Tidyverse ‘Starts_with’ in M/Power Query

As a heavy R and Tidyverse user, I’ve been playing with Microsofts m/Power Query language included in Excel and PowerBI from that perspective, looking for the functions to make my life easier, developing small code pipelines for my processing and trying to get a smooth, clear and maintainable data manipulation process in place.

The Problem

In PowerBI I have data generated from an API call to HubSpot, which deliveres a json which is flattened as the first step of the process into a table with hundreds of columns. These columns have a pretty regular naming convention, in a form similar to this:

client_notified_timestamp
client_notified_source
client_notified_sourceid
client_notified_value
client_responded_timestamp
client_responded_source
client_responded_sourceid
client_responded_value

The general rule is that the variable is encoded in the first part of the column name string, and that the columns with [variable]_value hold the actual value while the other three columns ([variable]_source, [variable]_sourceid and [variable]_timestamp) contain metadata we don’t really need here.

The Target

If I was using R to do this job (which technically I could, but was not possible because of the context the PowerBI file is going to be used in), I could use tidyverse to do this pretty simply:

dataset %>%
    select(c(-ends_with("_source"),-ends_with("_sourceid")))

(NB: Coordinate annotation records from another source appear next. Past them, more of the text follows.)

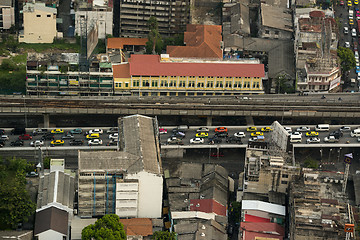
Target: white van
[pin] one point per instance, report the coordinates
(295, 138)
(322, 127)
(355, 133)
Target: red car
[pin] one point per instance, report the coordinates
(221, 129)
(25, 137)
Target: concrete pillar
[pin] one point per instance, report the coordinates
(249, 121)
(209, 121)
(46, 120)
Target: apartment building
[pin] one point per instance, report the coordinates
(130, 17)
(39, 23)
(7, 15)
(147, 75)
(58, 74)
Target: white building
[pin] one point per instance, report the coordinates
(128, 182)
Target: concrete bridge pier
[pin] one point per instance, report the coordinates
(46, 120)
(209, 121)
(249, 121)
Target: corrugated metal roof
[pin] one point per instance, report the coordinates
(263, 206)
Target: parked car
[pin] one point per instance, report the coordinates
(113, 130)
(96, 141)
(239, 134)
(37, 143)
(68, 136)
(76, 131)
(25, 137)
(76, 142)
(313, 140)
(202, 129)
(17, 143)
(197, 140)
(58, 142)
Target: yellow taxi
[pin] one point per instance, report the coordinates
(257, 134)
(266, 129)
(92, 136)
(251, 129)
(202, 135)
(312, 134)
(57, 142)
(57, 131)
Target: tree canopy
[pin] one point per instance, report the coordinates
(164, 235)
(347, 58)
(15, 203)
(108, 227)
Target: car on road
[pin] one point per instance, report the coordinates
(312, 134)
(202, 129)
(303, 129)
(232, 140)
(57, 142)
(257, 134)
(266, 129)
(17, 143)
(25, 137)
(92, 136)
(251, 129)
(114, 136)
(57, 131)
(96, 141)
(37, 143)
(202, 135)
(214, 140)
(76, 142)
(116, 129)
(174, 140)
(48, 136)
(313, 140)
(239, 134)
(68, 136)
(162, 130)
(197, 140)
(76, 131)
(39, 131)
(96, 130)
(345, 129)
(221, 129)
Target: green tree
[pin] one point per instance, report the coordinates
(154, 44)
(164, 235)
(108, 227)
(15, 203)
(347, 58)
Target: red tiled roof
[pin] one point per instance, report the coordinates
(121, 70)
(202, 41)
(137, 226)
(272, 228)
(208, 206)
(150, 65)
(118, 43)
(251, 218)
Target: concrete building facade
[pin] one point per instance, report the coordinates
(39, 24)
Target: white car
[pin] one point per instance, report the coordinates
(37, 143)
(239, 134)
(197, 140)
(96, 130)
(114, 136)
(303, 129)
(313, 140)
(95, 142)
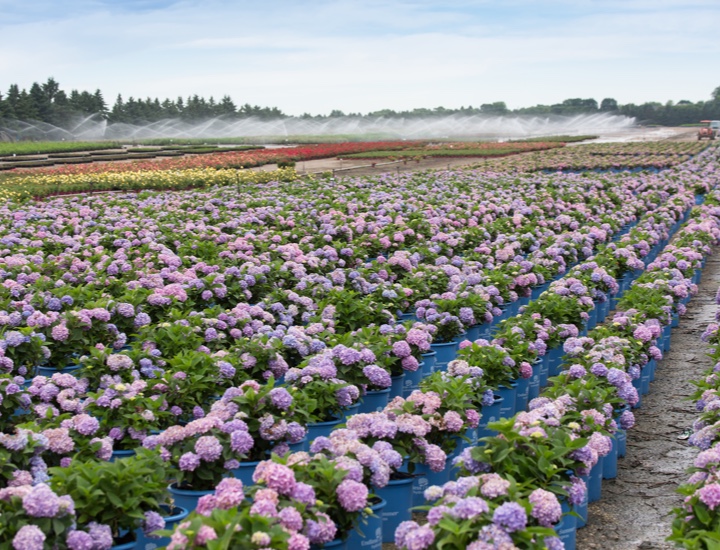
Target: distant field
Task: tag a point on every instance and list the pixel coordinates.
(41, 147)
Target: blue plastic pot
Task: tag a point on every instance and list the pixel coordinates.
(187, 498)
(245, 471)
(369, 533)
(651, 366)
(119, 454)
(424, 478)
(410, 316)
(446, 352)
(349, 411)
(521, 394)
(127, 546)
(544, 370)
(610, 461)
(338, 544)
(49, 371)
(396, 388)
(172, 518)
(302, 445)
(398, 495)
(554, 358)
(489, 413)
(581, 509)
(621, 440)
(508, 395)
(322, 429)
(595, 482)
(412, 380)
(566, 528)
(645, 380)
(429, 360)
(637, 384)
(374, 401)
(534, 384)
(473, 332)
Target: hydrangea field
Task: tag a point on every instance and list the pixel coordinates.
(445, 359)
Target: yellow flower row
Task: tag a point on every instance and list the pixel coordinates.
(43, 185)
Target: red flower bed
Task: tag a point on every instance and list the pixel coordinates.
(236, 159)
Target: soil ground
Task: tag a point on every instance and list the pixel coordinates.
(635, 509)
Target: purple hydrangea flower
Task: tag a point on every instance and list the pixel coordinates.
(510, 516)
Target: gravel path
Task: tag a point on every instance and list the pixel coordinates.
(635, 509)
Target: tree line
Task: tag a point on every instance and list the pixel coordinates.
(47, 102)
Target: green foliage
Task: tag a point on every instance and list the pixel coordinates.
(540, 462)
(114, 493)
(235, 528)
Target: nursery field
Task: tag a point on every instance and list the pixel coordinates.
(228, 358)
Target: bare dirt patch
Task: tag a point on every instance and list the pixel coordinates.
(635, 509)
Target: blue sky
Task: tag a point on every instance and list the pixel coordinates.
(359, 56)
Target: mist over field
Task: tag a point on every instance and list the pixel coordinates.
(452, 126)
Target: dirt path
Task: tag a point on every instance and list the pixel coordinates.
(634, 511)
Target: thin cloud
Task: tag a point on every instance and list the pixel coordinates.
(366, 55)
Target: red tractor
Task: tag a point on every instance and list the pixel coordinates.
(710, 130)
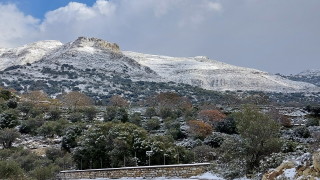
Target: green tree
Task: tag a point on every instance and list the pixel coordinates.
(150, 112)
(260, 134)
(9, 119)
(10, 170)
(8, 136)
(90, 113)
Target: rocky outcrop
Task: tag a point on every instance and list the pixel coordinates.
(309, 169)
(271, 175)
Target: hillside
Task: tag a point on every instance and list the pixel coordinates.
(309, 76)
(100, 69)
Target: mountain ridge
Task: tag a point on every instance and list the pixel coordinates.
(104, 59)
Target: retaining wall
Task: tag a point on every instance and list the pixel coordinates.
(181, 170)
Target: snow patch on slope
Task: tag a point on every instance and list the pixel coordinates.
(29, 53)
(214, 75)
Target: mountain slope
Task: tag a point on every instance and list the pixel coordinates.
(96, 66)
(309, 76)
(214, 75)
(26, 54)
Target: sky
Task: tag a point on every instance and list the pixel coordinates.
(277, 36)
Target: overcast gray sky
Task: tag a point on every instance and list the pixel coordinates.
(270, 35)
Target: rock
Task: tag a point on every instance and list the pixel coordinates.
(316, 161)
(271, 175)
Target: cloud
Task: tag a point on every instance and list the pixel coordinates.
(16, 27)
(111, 20)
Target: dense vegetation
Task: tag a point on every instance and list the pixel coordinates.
(165, 127)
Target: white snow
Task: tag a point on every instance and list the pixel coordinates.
(106, 58)
(290, 173)
(205, 176)
(214, 75)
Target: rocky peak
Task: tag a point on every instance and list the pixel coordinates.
(97, 43)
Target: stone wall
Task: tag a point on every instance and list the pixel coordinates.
(181, 170)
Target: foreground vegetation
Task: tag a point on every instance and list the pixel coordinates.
(165, 128)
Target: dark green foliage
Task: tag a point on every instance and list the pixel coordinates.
(90, 113)
(75, 117)
(313, 122)
(46, 172)
(315, 110)
(53, 154)
(31, 125)
(135, 118)
(102, 141)
(8, 119)
(5, 94)
(165, 113)
(25, 107)
(54, 114)
(70, 136)
(150, 112)
(51, 128)
(203, 153)
(215, 140)
(12, 104)
(10, 170)
(173, 128)
(302, 132)
(122, 115)
(260, 134)
(116, 114)
(8, 136)
(227, 126)
(152, 124)
(110, 113)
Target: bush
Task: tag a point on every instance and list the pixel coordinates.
(8, 119)
(45, 173)
(136, 119)
(215, 140)
(203, 153)
(90, 113)
(199, 129)
(150, 112)
(75, 117)
(10, 170)
(8, 136)
(302, 132)
(31, 125)
(260, 134)
(152, 124)
(312, 122)
(227, 126)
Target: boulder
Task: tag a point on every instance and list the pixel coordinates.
(316, 161)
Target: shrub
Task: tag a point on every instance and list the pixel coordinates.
(260, 134)
(312, 122)
(199, 129)
(10, 170)
(8, 136)
(227, 126)
(302, 132)
(211, 116)
(215, 140)
(152, 124)
(135, 118)
(8, 119)
(150, 112)
(75, 117)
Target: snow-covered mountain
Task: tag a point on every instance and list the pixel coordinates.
(26, 54)
(91, 64)
(309, 76)
(215, 75)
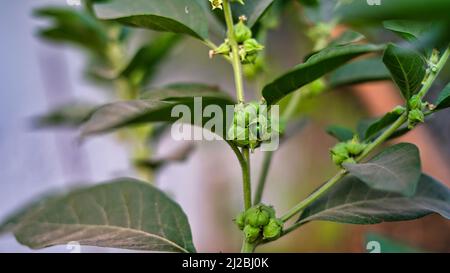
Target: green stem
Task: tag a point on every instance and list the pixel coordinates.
(247, 247)
(246, 180)
(429, 81)
(236, 61)
(263, 177)
(377, 142)
(314, 196)
(287, 114)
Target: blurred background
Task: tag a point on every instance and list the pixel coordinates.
(37, 76)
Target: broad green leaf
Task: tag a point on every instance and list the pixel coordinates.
(443, 100)
(348, 37)
(362, 12)
(323, 12)
(123, 213)
(156, 164)
(75, 27)
(315, 67)
(407, 68)
(340, 133)
(378, 125)
(13, 220)
(354, 202)
(69, 115)
(253, 10)
(408, 29)
(308, 3)
(142, 66)
(156, 106)
(178, 16)
(389, 245)
(360, 71)
(396, 169)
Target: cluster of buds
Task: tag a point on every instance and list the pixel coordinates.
(259, 222)
(247, 46)
(251, 125)
(346, 152)
(217, 4)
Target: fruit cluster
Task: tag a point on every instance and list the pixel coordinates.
(259, 222)
(251, 125)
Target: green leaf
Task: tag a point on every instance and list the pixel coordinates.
(323, 12)
(66, 116)
(407, 68)
(340, 133)
(348, 37)
(360, 71)
(375, 127)
(13, 220)
(408, 29)
(253, 10)
(155, 106)
(156, 164)
(443, 100)
(396, 169)
(75, 27)
(178, 16)
(361, 12)
(123, 213)
(315, 67)
(142, 66)
(354, 202)
(388, 245)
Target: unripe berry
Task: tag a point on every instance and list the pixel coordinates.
(240, 220)
(415, 102)
(242, 32)
(251, 233)
(257, 216)
(354, 147)
(273, 229)
(252, 46)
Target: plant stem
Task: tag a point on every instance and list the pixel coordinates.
(441, 63)
(378, 141)
(247, 247)
(263, 177)
(236, 61)
(246, 180)
(244, 160)
(315, 195)
(287, 114)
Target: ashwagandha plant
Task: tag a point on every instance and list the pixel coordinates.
(132, 214)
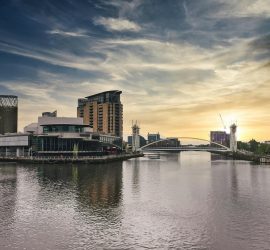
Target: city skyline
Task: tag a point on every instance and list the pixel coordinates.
(178, 63)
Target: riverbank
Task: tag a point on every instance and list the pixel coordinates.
(63, 160)
(246, 157)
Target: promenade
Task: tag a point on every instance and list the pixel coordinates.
(63, 160)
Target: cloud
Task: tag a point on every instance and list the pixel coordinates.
(79, 33)
(117, 24)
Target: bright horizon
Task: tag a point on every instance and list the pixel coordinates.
(179, 63)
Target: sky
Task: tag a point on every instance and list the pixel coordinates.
(179, 63)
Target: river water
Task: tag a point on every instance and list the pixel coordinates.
(190, 200)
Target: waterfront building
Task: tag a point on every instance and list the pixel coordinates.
(135, 137)
(153, 137)
(58, 136)
(233, 140)
(169, 142)
(103, 112)
(220, 137)
(50, 114)
(142, 140)
(8, 114)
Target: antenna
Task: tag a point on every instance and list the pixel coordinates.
(222, 122)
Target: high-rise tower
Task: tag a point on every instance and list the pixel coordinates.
(103, 112)
(135, 137)
(8, 114)
(233, 140)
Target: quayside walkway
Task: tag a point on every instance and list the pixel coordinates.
(63, 160)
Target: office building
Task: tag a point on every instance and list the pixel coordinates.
(103, 112)
(220, 137)
(142, 140)
(58, 136)
(8, 114)
(153, 137)
(50, 114)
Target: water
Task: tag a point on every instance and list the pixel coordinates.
(189, 200)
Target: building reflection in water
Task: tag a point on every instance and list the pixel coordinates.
(8, 197)
(96, 185)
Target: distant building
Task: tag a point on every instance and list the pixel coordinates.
(173, 142)
(233, 140)
(142, 140)
(220, 137)
(153, 137)
(8, 114)
(50, 114)
(103, 112)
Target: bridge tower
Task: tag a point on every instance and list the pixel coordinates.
(233, 140)
(135, 137)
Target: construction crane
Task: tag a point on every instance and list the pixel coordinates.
(222, 122)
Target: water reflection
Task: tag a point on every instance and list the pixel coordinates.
(96, 185)
(8, 195)
(190, 200)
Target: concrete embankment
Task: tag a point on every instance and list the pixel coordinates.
(246, 157)
(62, 160)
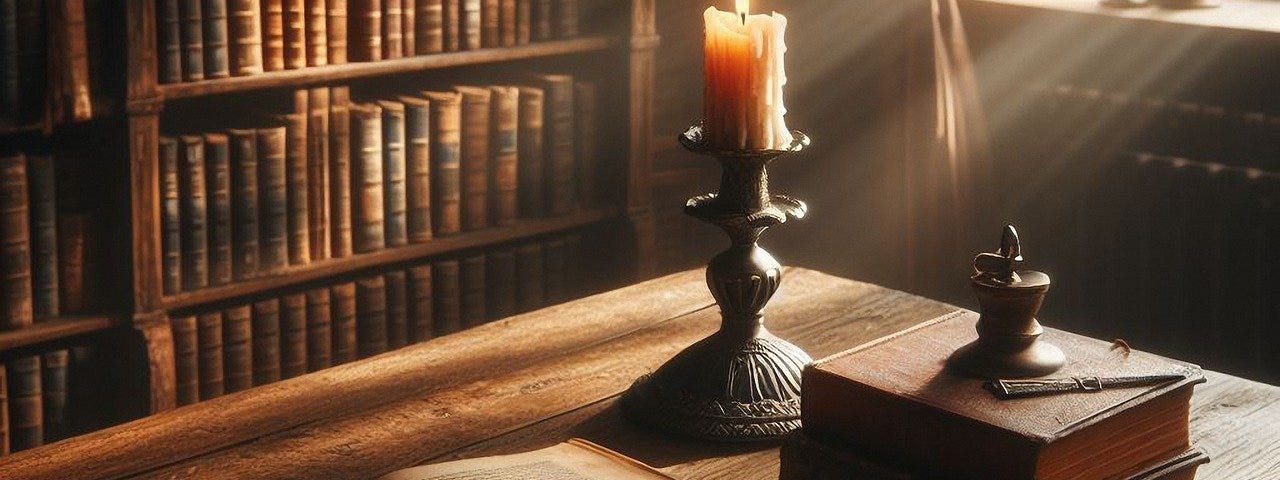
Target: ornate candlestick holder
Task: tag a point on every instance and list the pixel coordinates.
(741, 383)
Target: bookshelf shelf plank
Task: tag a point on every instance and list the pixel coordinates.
(364, 69)
(365, 261)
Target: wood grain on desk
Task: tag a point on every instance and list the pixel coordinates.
(539, 378)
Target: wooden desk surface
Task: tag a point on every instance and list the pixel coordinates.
(543, 376)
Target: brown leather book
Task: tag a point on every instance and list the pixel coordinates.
(266, 341)
(417, 169)
(245, 32)
(504, 156)
(343, 327)
(186, 356)
(293, 336)
(892, 401)
(476, 112)
(420, 304)
(366, 177)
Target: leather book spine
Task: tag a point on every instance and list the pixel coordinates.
(476, 110)
(218, 179)
(339, 172)
(193, 213)
(319, 329)
(293, 336)
(370, 316)
(394, 202)
(447, 295)
(245, 33)
(397, 309)
(186, 356)
(245, 215)
(273, 200)
(420, 307)
(343, 329)
(266, 341)
(209, 336)
(238, 348)
(216, 46)
(366, 177)
(446, 141)
(531, 154)
(417, 169)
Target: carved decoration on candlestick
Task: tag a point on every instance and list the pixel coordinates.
(741, 383)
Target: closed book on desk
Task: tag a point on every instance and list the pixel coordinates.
(892, 401)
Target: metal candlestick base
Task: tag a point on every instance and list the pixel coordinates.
(741, 383)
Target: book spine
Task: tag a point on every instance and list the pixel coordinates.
(216, 55)
(420, 315)
(417, 170)
(245, 32)
(293, 336)
(218, 179)
(476, 109)
(447, 296)
(192, 40)
(504, 155)
(209, 336)
(319, 329)
(193, 213)
(343, 346)
(531, 156)
(339, 172)
(370, 316)
(245, 215)
(366, 177)
(266, 342)
(238, 348)
(318, 173)
(316, 32)
(186, 356)
(397, 309)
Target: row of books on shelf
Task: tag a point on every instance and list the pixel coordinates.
(337, 178)
(257, 343)
(218, 39)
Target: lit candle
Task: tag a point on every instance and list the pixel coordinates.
(744, 77)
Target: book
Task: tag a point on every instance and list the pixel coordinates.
(446, 141)
(186, 359)
(273, 204)
(394, 202)
(209, 337)
(420, 302)
(343, 323)
(216, 46)
(245, 32)
(245, 215)
(575, 458)
(366, 177)
(417, 169)
(447, 297)
(530, 186)
(266, 341)
(370, 316)
(503, 156)
(293, 336)
(193, 211)
(476, 112)
(397, 309)
(238, 348)
(319, 329)
(218, 179)
(920, 414)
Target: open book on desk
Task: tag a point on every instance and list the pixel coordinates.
(572, 460)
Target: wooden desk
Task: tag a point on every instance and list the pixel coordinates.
(539, 378)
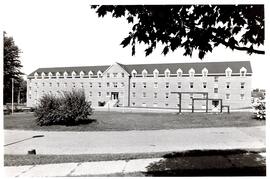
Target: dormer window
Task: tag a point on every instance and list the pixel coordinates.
(144, 73)
(81, 74)
(228, 72)
(43, 75)
(65, 74)
(36, 75)
(179, 72)
(155, 72)
(50, 75)
(191, 72)
(204, 72)
(73, 74)
(243, 71)
(99, 73)
(134, 73)
(57, 75)
(90, 74)
(167, 73)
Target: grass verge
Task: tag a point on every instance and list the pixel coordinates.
(116, 121)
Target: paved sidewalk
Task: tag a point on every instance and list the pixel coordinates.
(80, 169)
(135, 141)
(222, 164)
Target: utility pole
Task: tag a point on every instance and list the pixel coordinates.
(12, 95)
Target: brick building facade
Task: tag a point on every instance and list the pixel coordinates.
(148, 85)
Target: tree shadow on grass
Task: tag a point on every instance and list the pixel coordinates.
(209, 163)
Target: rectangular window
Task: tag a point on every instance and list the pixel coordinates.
(144, 94)
(228, 96)
(167, 85)
(155, 85)
(144, 84)
(204, 96)
(191, 84)
(242, 85)
(228, 85)
(179, 84)
(204, 84)
(242, 96)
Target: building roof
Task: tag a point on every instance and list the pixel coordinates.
(212, 67)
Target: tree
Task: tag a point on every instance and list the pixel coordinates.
(12, 67)
(192, 27)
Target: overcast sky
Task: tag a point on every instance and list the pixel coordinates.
(68, 33)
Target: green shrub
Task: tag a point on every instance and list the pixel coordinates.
(69, 109)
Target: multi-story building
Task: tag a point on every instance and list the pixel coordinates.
(148, 85)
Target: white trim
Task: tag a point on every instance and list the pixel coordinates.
(65, 74)
(166, 71)
(57, 75)
(99, 72)
(191, 71)
(143, 72)
(50, 75)
(73, 74)
(155, 72)
(81, 74)
(204, 70)
(179, 70)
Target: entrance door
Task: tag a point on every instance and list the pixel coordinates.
(215, 104)
(114, 95)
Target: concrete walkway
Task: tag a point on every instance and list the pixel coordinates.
(134, 141)
(80, 169)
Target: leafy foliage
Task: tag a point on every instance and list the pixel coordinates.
(69, 109)
(12, 67)
(192, 27)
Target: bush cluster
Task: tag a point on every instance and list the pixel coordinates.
(69, 109)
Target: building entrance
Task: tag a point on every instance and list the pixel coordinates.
(114, 95)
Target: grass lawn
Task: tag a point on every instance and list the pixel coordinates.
(115, 121)
(188, 163)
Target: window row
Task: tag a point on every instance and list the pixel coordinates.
(191, 72)
(144, 85)
(144, 73)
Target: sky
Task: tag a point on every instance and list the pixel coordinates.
(68, 33)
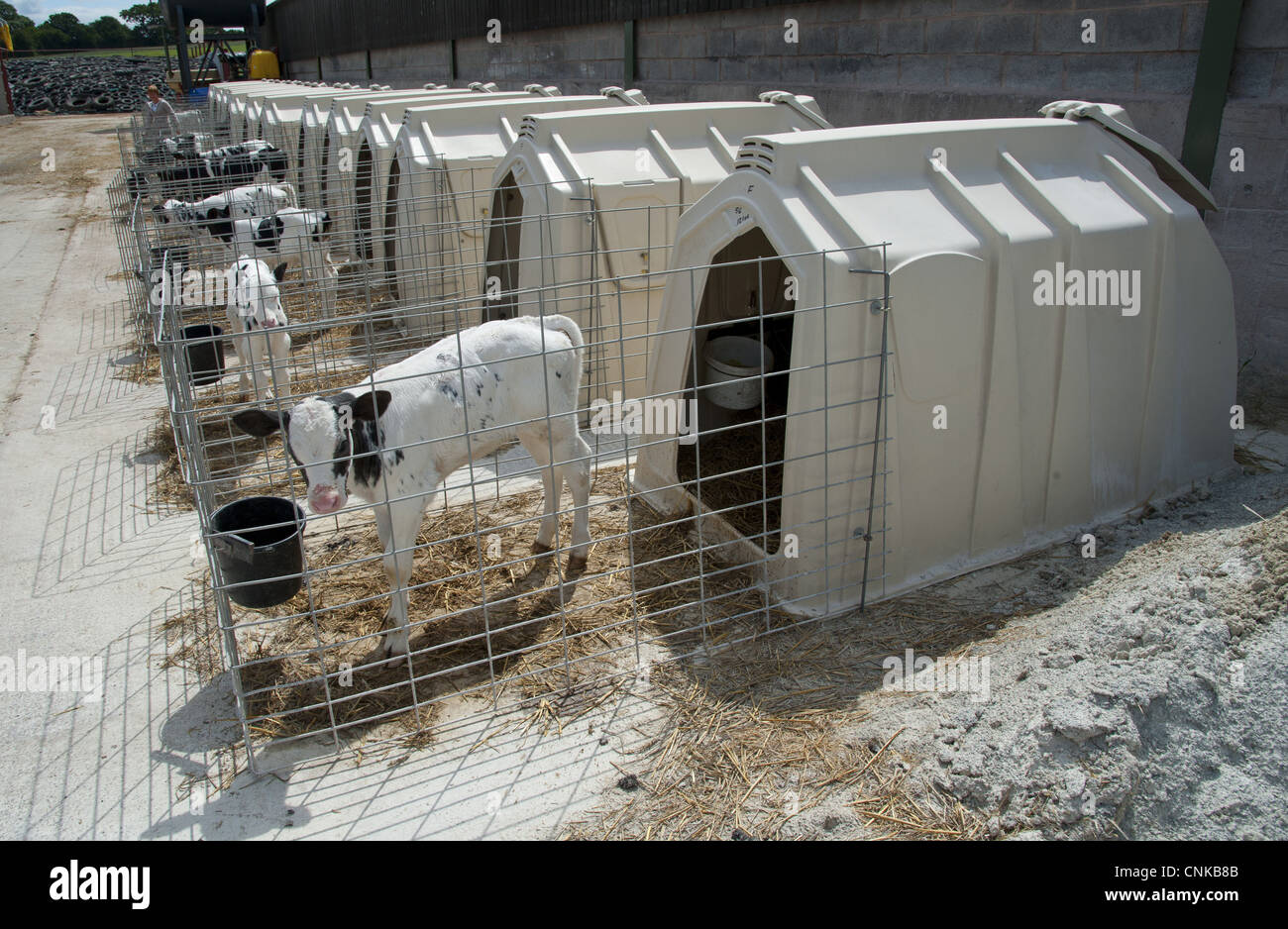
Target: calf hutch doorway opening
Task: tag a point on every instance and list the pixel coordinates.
(739, 372)
(390, 224)
(502, 249)
(362, 193)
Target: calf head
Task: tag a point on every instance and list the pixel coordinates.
(219, 223)
(320, 438)
(257, 296)
(178, 211)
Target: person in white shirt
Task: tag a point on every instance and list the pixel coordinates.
(159, 120)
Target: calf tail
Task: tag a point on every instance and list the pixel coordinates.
(568, 328)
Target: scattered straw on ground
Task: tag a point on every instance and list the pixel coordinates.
(758, 734)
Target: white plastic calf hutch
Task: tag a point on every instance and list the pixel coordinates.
(310, 147)
(282, 117)
(244, 108)
(375, 151)
(587, 206)
(1060, 339)
(342, 133)
(258, 108)
(439, 189)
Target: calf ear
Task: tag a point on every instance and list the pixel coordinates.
(259, 424)
(372, 405)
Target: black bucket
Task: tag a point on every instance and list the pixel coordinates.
(205, 357)
(262, 555)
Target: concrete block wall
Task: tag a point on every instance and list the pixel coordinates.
(900, 60)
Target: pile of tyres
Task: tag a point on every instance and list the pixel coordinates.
(71, 84)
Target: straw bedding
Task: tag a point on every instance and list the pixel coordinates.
(480, 623)
(756, 735)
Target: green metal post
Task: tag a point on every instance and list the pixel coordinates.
(1211, 78)
(629, 55)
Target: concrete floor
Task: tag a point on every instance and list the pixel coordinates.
(90, 572)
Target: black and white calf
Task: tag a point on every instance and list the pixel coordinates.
(292, 235)
(187, 146)
(241, 202)
(217, 170)
(394, 439)
(257, 322)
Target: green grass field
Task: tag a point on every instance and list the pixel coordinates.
(151, 52)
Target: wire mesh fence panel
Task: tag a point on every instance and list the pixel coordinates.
(460, 446)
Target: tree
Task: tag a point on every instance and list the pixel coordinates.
(110, 33)
(21, 29)
(77, 34)
(146, 22)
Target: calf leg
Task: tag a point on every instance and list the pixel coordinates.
(279, 361)
(397, 523)
(572, 464)
(241, 343)
(576, 471)
(536, 443)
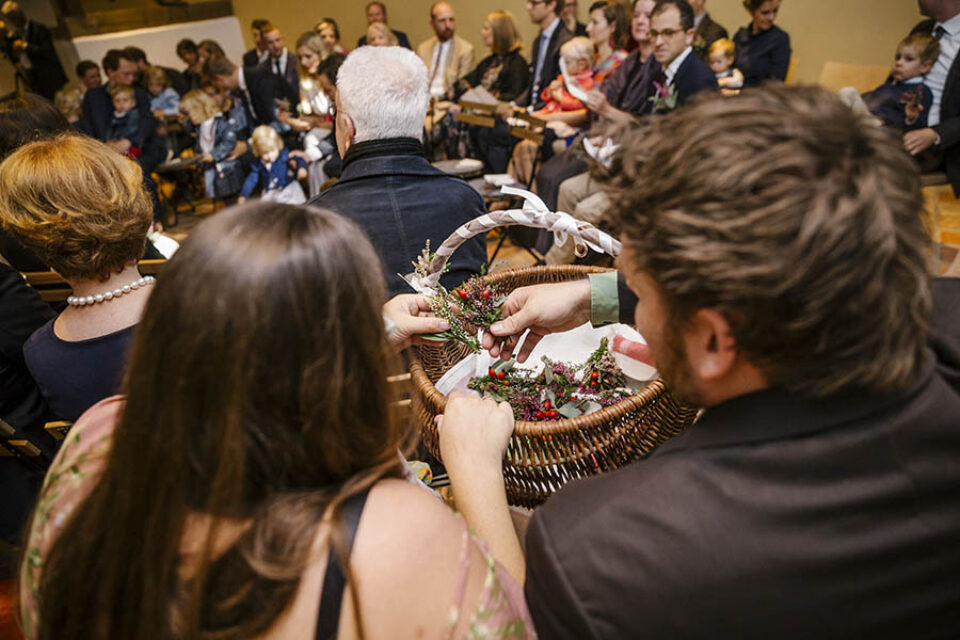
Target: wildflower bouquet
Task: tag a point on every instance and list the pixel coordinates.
(561, 390)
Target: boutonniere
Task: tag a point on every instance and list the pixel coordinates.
(665, 97)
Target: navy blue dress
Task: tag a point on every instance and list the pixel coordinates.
(762, 56)
(73, 376)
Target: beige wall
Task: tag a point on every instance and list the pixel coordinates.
(858, 31)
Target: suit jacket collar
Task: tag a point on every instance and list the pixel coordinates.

Anything that ends with "_source" or "_sourceid" gets dropped, everything else remains. A nice compact, maintainable and clear expression of a ‘rule’ of processing.

The Solution

This is the solution I used:

let
    Source = ...,
    rawData = Source{[tableId="myData"]}[Data],
    removeSources = Table.RemoveColumns(rawData, List.Select(Table.ColumnNames(rawData), each Text.EndsWith(_, "Source ID") or Text.EndsWith(_, "Source")))
in
    removeSources

This code block sources rawData and ‘lists’ the columns matching my requirements ("_source" and "_sourceid") using the logical condition each Text.EndsWith(_, "Source ID") or Text.EndsWith(_, "Source") on the column names returned from Table.ColumnNames(rawData) feeding into List.Select(...). This list is the second argument to the function Table.RemoveColumns(...), which is operating on the rawData again, to finally return only the columns I want.

The Observations

This generally suits the requirements: relatively readable functions, multiple logical conditions operating on the column names that ‘select’ which I want returned in the next step.

It is admittedly a little more verbose than the R I had in mind, and right now I’m not sure if that’s me or just the language. There is some repetition in specifying rawData in multiple places, which I haven’t found a shorthand for if there is one. Parts of it seem only ‘functional-ish’? The construction of each Text.EndsWith(_, "Source ID") or Text.EndsWith(_, "Source")) is pretty object-oriented. Without wanting to sound insulting maybe m is only ‘semi-functional’ in the technical definition of the term?

The Caveat

This is the first m code I’ve really written and my knee-jerk first impressions. I’m sure there is a lot more to this language that I have yet to understand and maybe even come to appreciate.

The Conclusion

Despite these observations I wouldn’t discount the potential of m/Power Query. While many Microsoft tools let you use R baked in, it’s only baked in to the point where you can guarantee R is installed on the machine, and it’s an undeniable fact of data that we have to work with Excel and Power BI in many situations. I’m actually quite looking forward to working with this not-quite-familar ‘functional-ish data language’ in the future. When it’s the tool for the job at least 🙂